The ÖVP is facing serious corruption allegations and a series of court cases involving its leading figures, both as a party and as individuals, from the time of its coalition with the FPÖ under Chancellor Sebastian Kurz (2017 to 2019). It also lost more than a quarter of its voters – to the FPÖ (and to the group of non-voters), of all people – due to its poor management of the coronavirus and inflation, the weakening of the (good) public health system, poor economic data and an uncredible political agenda.

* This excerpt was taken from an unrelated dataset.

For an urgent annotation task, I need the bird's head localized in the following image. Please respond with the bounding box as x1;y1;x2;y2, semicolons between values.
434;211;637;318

The ÖVP chancellor surprised everyone on election night by stating that he did not want to enter into a (widely expected) coalition with the FPÖ under Herbert Kickl. It is not yet possible to say whether this is meant seriously or is just a tactical manœuvre vis-à-vis the Social Democrats, in order to force them into serious concessions by engaging in mock negotiations with the FPÖ, only to suddenly form a coalition with the FPÖ after all (as was already the case under Chancellor Schüssel from 2000 to 2006).
The Social Democratic Party (SPÖ), led by the new, self-confident and combative reformist Andi Babler, stagnated at its worst election result in decades (21.1%) and was unable to benefit from the ÖVP’s losses. Although a third of the Green Party’s voters have left, the gain from this group just about made up for the losses to non-voters, but could not be used to strengthen the party. Babler was marginalised by the media as a political outlaw because of his – very moderate – reform proposals, while infighting and intrigue within the party have robbed the SPÖ’s election campaign of any momentum.

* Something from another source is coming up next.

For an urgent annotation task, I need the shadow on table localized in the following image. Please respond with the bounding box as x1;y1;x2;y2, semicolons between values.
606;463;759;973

Groups to the left of the Social Democrats failed to clear the 4% hurdle. The Communist Party of Austria (KPÖ) tripled its result, achieving almost 115,700 votes or 2.4% (up 1.7%), but this is not enough to enter the National Council. The lists ‘Gaza’ (0.4%) and ‘Keine’ (0.6%) also failed.
On 20 September, one week before the election, 13,000 people demonstrated in Vienna – a joint action of the climate strike movement with dozens of local ‘Defend Democracy’ initiatives from all over Austria. Compared to the ‘sea of lights’ in January 1993 with over 100,000 participants, it was unfortunately still far too few. This alliance is a tender plant, but it could mark the beginning of a resistance movement against the right-wing development if the cooperation is developed and social issues are also taken up. There is a threat of a massive weakening of the welfare state and democratic achievements.